The court granted the contempt motion.  First, the court found that it had jurisdiction over the LLC.  The LLC argued that Utah lacked jurisdiction over it since the LLC was formed in Nevada.  The LLC claimed that under the “internal affairs” doctrine, the state of the LLC’s formation – Nevada – governs legal matters concerning the LLC.

Disagreeing, the court noted that a LLC’s internal affairs are limited only to “matters peculiar to the relationships among or between the corporation and its current officers, directors, and shareholders.”  The internal affairs doctrine does not apply to claims of third party creditors.  Here, since the plaintiff was a creditor of the LLC’s member, this was not a dispute between LLC and member.  As a result, the internal affairs rule didn’t apply and the Utah court had jurisdiction over the LLC since a LLC member lived in Utah.  (See Cosgrove v. Bartolotta, 150 F.3d 729, 731 (7th Cir. 1998)).

The Charging Order required the LLC to pay any distribution that would normally go to the member directly to the plaintiff until the money judgment was satisfied.  The Charging Order specifically mentions transfers characterized or designated as payment for defendant’s “loans,” among other things.

The LLC was making monthly mortgage payments on the member’s home and listed the home for sale in the amount of $4M.  Plaintiff wanted to prevent the sale since there was a prior $2M mortgage on the home.

In blocking the sale, the court found that if the LLC sold the member’s home and paid off the member’s mortgage lender with the proceeds, this would violate the Charging Order since it would constitute an indirect payment to the member.  The court deemed any payoff of the member’s mortgage a “distribution” (a direct or indirect transfer of money or property from LLC to member) under the Utah’s LLC Act. (Utah Code Ann. § 48-2c-102(5)(a)).

Since the Charging Order provided that any loan payments involving the member were to be paid to the plaintiff until the judgment is satisfied, the court found that to allow the LLC to sell the property and disburse the proceeds to a third party (the lender) would harm the plaintiff in its ability to satisfy the judgment.

Afterwords:

An interesting case that discusses the intricacies of charging orders and the thorny questions that arise when trying to figure out where to sue an LLC that has contacts in several states.  The case portrays a court willing to give an expansive interpretation of what constitutes an indirect distribution from an LLC to its member. 
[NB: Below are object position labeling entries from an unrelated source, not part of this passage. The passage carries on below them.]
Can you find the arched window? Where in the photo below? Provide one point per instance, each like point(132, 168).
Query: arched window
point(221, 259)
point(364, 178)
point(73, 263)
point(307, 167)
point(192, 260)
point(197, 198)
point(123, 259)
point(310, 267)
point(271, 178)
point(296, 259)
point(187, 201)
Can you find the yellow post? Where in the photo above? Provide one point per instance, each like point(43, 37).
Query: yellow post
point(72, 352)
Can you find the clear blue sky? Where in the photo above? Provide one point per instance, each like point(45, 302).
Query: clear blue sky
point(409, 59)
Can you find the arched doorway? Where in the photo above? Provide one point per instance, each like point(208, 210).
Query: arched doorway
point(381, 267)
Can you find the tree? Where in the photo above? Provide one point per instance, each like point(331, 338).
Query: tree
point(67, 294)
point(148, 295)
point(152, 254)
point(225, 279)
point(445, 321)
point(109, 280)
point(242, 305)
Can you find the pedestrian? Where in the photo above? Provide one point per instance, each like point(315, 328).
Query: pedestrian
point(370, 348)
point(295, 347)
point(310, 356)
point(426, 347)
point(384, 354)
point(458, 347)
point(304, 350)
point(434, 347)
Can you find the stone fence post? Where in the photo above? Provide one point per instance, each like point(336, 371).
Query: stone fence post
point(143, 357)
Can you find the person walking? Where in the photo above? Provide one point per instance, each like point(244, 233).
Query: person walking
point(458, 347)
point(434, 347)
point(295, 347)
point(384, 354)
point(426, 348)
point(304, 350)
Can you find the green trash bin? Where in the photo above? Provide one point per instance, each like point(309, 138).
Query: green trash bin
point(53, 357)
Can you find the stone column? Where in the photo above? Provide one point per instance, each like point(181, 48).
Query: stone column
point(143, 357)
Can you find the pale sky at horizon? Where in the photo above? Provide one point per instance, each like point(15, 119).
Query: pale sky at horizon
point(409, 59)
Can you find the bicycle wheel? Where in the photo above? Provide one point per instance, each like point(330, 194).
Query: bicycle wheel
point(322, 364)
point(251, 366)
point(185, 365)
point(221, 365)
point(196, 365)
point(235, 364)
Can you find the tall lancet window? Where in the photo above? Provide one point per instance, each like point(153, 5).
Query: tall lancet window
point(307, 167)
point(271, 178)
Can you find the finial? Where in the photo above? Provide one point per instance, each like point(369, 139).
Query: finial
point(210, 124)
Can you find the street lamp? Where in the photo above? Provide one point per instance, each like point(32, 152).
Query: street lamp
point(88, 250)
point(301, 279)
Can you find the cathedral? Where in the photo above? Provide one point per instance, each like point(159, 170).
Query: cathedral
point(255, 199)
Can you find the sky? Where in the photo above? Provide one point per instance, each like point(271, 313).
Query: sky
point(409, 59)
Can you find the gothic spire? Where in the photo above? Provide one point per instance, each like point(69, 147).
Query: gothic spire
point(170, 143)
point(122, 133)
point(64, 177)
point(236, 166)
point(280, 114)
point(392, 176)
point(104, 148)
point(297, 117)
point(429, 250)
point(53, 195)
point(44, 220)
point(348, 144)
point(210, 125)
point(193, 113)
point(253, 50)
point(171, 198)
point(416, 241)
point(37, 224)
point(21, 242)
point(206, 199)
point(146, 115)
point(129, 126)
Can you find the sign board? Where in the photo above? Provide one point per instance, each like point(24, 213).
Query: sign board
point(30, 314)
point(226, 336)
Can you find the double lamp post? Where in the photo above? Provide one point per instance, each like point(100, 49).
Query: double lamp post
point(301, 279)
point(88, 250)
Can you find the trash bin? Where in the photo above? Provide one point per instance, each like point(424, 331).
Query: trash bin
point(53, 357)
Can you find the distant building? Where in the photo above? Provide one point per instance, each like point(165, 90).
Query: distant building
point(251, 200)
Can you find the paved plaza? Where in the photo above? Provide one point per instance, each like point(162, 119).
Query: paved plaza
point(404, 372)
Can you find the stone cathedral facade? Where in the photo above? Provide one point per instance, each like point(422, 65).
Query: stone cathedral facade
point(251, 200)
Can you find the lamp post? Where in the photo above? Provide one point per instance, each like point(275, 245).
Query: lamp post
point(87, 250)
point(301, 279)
Earthgrains also reflects a court endeavoring to protect a creditor’s judgment rights where an LLC and its member appear to be engaging in misdirection (if not outright deception) in order to elude the creditor.

[A special thanks to attorney and Forbes contributor Jay Adkisson for alerting me to this case (http://www.forbes.com/sites/jayadkisson/)]

 

LLC That Pays Itself and Insiders to Exclusion of Creditor Plaintiff Violates Fraudulent Transfer Statute – Illinois Court

Applying Delaware corporate law, an Illinois appeals court in A.G. Cullen Construction, Inc. v. Burnham Partners, LLC, 2015 IL App (1st) 122538, reversed the dismissal of a contractor’s claim against a LLC and its sole member to enforce an out-of-state arbitration award.  In finding for the plaintiff contractor, the court considered some important and recurring questions concerning the level of protection LLCs provide a lone member and the reach of the Uniform Fraudulent Transfer Act, 740 ILCS 160/1 et seq. (“UFTA”), as it applies to commercial disputes.

The plaintiff sued  a Delaware LLC and its principal member, an Illinois LLC, to enforce a $450K Pennsylvania arbitration award against the Delaware LLC.  The plaintiff added UFTA and breach of fiduciary duty claims against the Delaware and Illinois LLCs based on pre-arbitration transfers made by the Delaware LLC of over $3M.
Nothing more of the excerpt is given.